WASHINGTON – The Supreme Court yesterday took the steam out of efforts by Dallas-based Haggar Corp. to produce wrinkle-free pants tariff-free in Mexico.The high court, in a unanimous decision, said the Customs Service has wide latitude to determine whether U.S. firms violate import regulations.
“The whole point of regulations such as these is to ensure that the statute is applied in a consistent and proper manner,” Justice Anthony M. Kennedy wrote for the court.
At issue was whether lower courts interfered with the Customs Service’s role in regulating importers when the courts ruled that the agency should not have charged Haggar a duty for pants produced in its facilities in Mexico.
The customs dispute, which dates back 10 years, began when Haggar objected to being charged tariffs on pants it assembled in Mexico from materials and parts made in the United States.
Under customs law, an importer is entitled to tariff exemption for products assembled abroad from U.S.-made parts, but only if significant improvements are not made in assembly. Haggar applies a wrinkle-free treatment to the pants in Mexico that the Customs Service said makes a tariff applicable. The company argued that the wrinkle-free treatment was a minor improvement and that a tariff was not justified.
Legal experts said the ruling could limit the number of court challenges that regulators face from other business enterprises, such as the automotive and electronics industries, which also operate plants in Mexico and other countries.
Monica Neufang, a Haggar spokeswoman in Dallas, said the firm is evaluating the opinion and would not comment.Haggar makes men’s casual and dress apparel and women’s sportswear. The company opened its first factory in Central America – in the Dominican Republic – in 1981. It now operates two plants there and a third in Len, Mexico. It also has operations in Europe and in Asia.Industry analysts say that nearly 90 percent of Haggar’s production is overseas.
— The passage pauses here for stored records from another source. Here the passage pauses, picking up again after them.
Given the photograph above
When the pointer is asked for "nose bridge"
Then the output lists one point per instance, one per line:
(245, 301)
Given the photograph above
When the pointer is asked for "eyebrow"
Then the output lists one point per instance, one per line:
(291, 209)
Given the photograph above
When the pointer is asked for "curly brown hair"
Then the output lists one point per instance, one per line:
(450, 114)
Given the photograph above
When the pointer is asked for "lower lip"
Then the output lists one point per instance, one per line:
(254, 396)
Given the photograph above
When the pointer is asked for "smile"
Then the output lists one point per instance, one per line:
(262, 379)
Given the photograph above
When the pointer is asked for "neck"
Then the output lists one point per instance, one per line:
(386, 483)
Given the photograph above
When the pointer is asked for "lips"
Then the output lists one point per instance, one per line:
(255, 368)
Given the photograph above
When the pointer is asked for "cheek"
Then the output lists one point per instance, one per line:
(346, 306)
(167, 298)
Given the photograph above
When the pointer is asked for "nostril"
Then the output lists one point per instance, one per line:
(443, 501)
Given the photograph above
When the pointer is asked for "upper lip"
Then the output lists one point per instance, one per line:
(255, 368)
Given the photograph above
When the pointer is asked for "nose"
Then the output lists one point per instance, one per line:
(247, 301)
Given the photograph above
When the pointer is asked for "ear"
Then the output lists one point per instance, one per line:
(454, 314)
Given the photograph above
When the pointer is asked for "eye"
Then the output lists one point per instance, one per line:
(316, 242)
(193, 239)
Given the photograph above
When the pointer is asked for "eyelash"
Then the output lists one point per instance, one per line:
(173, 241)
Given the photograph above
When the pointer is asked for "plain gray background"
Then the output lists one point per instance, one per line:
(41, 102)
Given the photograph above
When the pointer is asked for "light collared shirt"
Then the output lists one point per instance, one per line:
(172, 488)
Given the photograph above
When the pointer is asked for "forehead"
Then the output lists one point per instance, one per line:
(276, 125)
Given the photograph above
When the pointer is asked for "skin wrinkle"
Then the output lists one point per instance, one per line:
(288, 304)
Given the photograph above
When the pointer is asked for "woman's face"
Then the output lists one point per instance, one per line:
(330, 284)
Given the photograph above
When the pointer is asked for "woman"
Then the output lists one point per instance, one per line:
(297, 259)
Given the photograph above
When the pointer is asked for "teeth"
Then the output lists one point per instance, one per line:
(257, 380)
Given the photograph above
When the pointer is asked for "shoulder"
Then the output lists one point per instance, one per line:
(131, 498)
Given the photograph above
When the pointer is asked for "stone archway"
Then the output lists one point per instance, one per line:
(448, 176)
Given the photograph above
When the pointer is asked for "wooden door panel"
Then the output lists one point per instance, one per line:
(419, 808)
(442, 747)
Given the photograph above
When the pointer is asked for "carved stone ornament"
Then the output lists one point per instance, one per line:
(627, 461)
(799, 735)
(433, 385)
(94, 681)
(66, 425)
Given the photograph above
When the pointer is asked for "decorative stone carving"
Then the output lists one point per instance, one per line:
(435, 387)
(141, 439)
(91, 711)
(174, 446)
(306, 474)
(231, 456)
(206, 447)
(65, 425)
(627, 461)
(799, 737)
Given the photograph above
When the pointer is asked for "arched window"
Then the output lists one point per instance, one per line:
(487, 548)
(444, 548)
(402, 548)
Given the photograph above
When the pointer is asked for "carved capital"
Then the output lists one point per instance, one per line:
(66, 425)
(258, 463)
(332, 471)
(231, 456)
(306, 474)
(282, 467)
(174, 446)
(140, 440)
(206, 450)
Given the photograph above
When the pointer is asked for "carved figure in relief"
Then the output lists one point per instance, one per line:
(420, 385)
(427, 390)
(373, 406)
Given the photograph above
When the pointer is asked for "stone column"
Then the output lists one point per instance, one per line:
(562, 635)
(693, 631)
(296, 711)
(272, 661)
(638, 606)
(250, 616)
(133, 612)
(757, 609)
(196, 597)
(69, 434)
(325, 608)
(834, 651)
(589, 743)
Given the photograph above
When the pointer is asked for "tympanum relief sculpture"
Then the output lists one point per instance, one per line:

“Customs takes a very hard line on imports from Mexico under these types of circumstances,” said Stanley Marcuss, a partner in the Washington law firm Bryan Cave. “Virtually any change in the product that takes place in Mexico takes it out from under the duty-free category.
“Haggar paid the duty in 1988 and 1989, but then sued the Customs Service in the U.S. Court of International Trade, which ordered the government to repay the company. In October 1997, a federal appeals court upheld that ruling, and the Customs Service, through the Justice Department, appealed to the Supreme Court.
The Justice Department argued in its Supreme Court appeal that the lower courts should have deferred the decisions to Customs so long as its interpretation of the rule was reasonable. Such a procedure is called, “due deference,” and is intended to ensure a consistent application of federal rules governing industry.Haggar, in legal filings, told the court that the Customs Service was not entitled to the deference that courts afford other regulatory agencies because Congress had established rules governing the appeal of tariff violations.
But Kennedy said, “The statutes authorizing customs classification regulations are consistent with the usual rule that regulations of an administering agency warrant judicial deference.
“Marcuss criticized the court for not looking directly at Haggar’s argument for avoiding the tariff and said the decision could ultimately limit the ability of manufacturers to appeal administration rulings from agencies.”In this case you see an example of an increasing tendency on the part of the court to defer to interpretations of statutes by administrative agencies,” he said. “What it basically says is that the courts will not interfere. That’s just troubling.”